Critique de THE ASSISTANT de Kitty Green (compétition - Festival du Cinéma Américain de Deauville 2020) (05/09/2020)
Au programme du jour, "The Assistant" de Kitty Green, en lice pour le Grand Prix, et qu'il ne serait pas étonnant de retrouver au palmarès. Mon premier (grand ) coup de cœur de ce festival. Critique.
Synopsis : Jane, une jeune diplômée qui rêve de devenir productrice, vient d’être engagée comme assistante d’un puissant dirigeant, nabab du divertissement. Sa journée type ressemble à celle de toutes les autres assistantes : faire du café, remettre du papier dans le photocopieur, commander à déjeuner, organiser des voyages, prendre les messages. Mais au fil de cette journée, Jane se rend progressivement compte des abus insidieux qui découlent de tous les aspects de sa position et qu’elle n’avait pas anticipés...
C'est aussi à cette catégorie de films en "quête de la vérité des hommes" dont je vous parlais hier qu'appartient le percutant et brillant deuxième film en compétition intitulé "L'assistante" de Kitty Green qui nous conduit à suivre Jane, une jeune diplômée qui rêve de devenir productrice, et qui vient d’être engagée comme assistante d’un puissant dirigeant (toujours nommé "il" et jamais présent à l'écran). Au fil de cette journée, Jane réalise à quel point il abuse de son pouvoir...

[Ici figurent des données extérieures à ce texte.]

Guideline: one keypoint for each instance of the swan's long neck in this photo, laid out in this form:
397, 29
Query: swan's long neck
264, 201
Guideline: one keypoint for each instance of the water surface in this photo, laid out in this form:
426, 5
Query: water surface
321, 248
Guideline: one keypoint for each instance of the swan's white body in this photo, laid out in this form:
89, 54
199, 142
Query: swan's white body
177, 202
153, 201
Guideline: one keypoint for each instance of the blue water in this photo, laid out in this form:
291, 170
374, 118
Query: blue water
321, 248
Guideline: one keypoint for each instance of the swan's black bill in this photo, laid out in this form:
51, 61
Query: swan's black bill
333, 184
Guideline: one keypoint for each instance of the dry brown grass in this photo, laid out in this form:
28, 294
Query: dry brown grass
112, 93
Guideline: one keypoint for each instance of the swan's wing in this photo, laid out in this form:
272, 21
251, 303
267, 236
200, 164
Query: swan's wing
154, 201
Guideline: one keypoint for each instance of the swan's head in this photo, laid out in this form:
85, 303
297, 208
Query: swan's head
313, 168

Comme dans "Les Ensorcelés" (film de Minnelli projeté mardi à Deauville dans le cadre de l'hommage à Kirk Douglas) que j'évoquais ici il y a quelques jours, si le fond est une critique acerbe du milieu dans lequel elle évolue (en l'occurrence Jane est une assistante dans le domaine du cinéma mais cela pourrait s'adapter à d'autres milieux même si on pense évidemment à l'affaire Weinstein) quand la forme est un hommage au cinéma : par l'utilisation judicieuse de toutes ses ressources. Du son et du silence d'abord, oppressants. Du hors-champ (le chef invisible est une menace constante qui plane et asservit). De l'espace ensuite. Les bureaux sont vus comme une sorte de dédale arachnéen, décor clinique dans les fils duquel Jane semble prise et sous emprise. Sans véritable ouverture sur l'extérieur comme si son corps et son âme étaient accaparés et prisonniers de ces bureaux dans lesquels elle effectue des taches répétitives comme un robot, dans un décor qui en devient presque absurde comme dans un film de Tati auquel cette utilisation judicieuse du son, des silences et des espaces fait songer. Et même lorsqu'elle se blesse avec une enveloppe c'est en silence. Les blessures ici doivent demeurer tacites, cadenassées.

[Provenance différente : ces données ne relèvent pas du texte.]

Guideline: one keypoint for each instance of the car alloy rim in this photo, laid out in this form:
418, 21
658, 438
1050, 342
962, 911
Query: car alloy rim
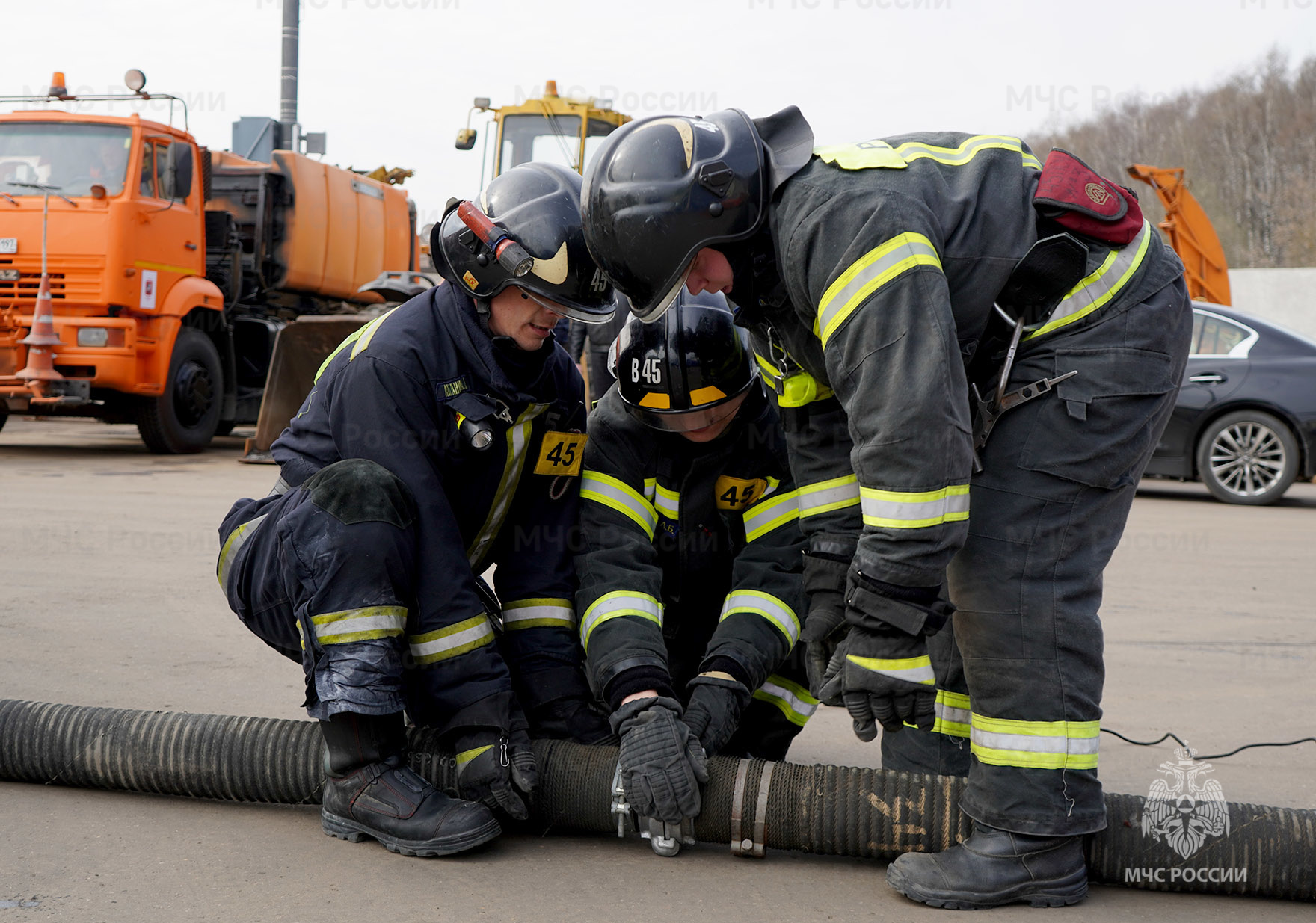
1246, 459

Elle semble presque se fondre dans le décor avec son teint diaphane, son pull couleur chair. Tout est suggéré. Jamais montré ostensiblement. La démonstration implacable n'en a que plus de force. Les fils se resserrent autour de Jane prise dans cet dans lequel les humiliations et marques de condescendance ne sont pas tonitruantes mais insidieuses et d'autant plus violentes : une tape dans le dos, un manteau ou un enfant pareillement et dédaigneusement jetés dans ses bras, des regards évasifs, une connivence excluante. Julia Garner incarne à la perfection cette âme broyée, écartelée, ombre presque fantomatique condamnée à un silence oppressant.
La sobriété de la réalisation intelligemment pensée apporte toute sa force, ravageuse et bouleversante, à cette démonstration sans appel et nous invite, au contraire de Jane, anéantie, à ne plus fermer les yeux.